Aid agencies and several governments continued to step up their deployments, with helicopters in short supply for hundreds of thousands of people displaced by the cyclone.
Spokesman Herve Verhoosel of the World Food Program told reporters in Geneva of the “alarming news” that the Marowanyati dam in Zimbabwe was hit by heavy rains overnight, putting populations in the region at risk.
Zimbabwe’s defense minister said more than 120 bodies had been washed into neighboring Mozambique, where residents there buried them, and more bodies were still being recovered in rivers, raising the official death toll in the country to 259.

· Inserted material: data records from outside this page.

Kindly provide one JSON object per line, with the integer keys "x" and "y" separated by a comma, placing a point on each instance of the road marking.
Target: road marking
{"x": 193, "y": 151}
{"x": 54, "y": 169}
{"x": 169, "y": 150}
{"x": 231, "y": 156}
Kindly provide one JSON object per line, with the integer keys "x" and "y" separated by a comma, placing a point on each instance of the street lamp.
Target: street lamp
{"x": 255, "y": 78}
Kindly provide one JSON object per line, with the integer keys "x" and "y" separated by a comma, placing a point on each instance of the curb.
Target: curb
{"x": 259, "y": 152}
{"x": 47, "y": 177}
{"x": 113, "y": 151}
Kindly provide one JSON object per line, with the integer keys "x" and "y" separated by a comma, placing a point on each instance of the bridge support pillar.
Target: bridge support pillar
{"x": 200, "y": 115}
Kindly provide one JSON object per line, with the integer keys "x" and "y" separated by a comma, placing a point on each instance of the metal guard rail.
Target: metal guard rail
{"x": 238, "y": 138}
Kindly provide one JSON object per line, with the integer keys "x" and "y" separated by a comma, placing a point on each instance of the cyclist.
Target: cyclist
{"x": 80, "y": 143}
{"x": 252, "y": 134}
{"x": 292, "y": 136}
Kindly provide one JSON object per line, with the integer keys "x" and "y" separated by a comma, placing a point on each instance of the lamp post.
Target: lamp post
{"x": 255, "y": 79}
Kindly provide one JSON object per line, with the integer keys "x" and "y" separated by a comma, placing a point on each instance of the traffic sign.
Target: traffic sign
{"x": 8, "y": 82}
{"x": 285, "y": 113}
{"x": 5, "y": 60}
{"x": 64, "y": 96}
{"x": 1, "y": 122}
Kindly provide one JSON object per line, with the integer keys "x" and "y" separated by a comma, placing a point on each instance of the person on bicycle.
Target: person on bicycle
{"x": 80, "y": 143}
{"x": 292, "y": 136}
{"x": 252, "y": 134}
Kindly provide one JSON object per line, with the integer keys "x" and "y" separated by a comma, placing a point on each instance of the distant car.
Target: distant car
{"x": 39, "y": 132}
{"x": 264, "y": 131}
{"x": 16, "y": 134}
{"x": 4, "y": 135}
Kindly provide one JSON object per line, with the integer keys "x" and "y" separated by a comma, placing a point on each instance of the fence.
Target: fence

“Most of the bodies were washed into Mozambique and because they were in a really bad state, they could not keep the bodies,” Defense Minister Oppah Muchinguri said, speaking in the eastern city of Mutare. “So they ended up burying them.”
Meanwhile, the confirmed death toll in Mozambique rose to 217, the Portuguese news agency Lusa reported, and in Malawi, at least 56 people were killed. But that was sure to rise. Mozambican President Filipe Nyusi has estimated that 1,000 people could have been killed in his country alone. Zimbabwean officials have said some 350 people may have died in their country.
Homes, villages and entire towns were submerged across central Mozambique, where flooding created a muddy inland ocean 30 miles (50 kilometers) wide. The U.N. food aid agency said 400,000 people were displaced and “in urgent need of life-saving assistance” in Mozambique’s coastal city of Beira and flooded areas along the Pungue and Buzi rivers.
The persistent rains lifted in some areas on Thursday, and floodwaters began to recede in Beira, the worst-hit city, and in the countryside, according to a Mozambican government report.
“Yesterday, 910 people were rescued by the humanitarian community,” said Caroline Haga of the International Federation of the Red Cross in Beira. She said 210 were rescued by five helicopters and 700 were saved by boats.
Aid groups were continuing to work non-stop to rescue families desperately clinging to tree branches and rooftops for safety from the surging waters.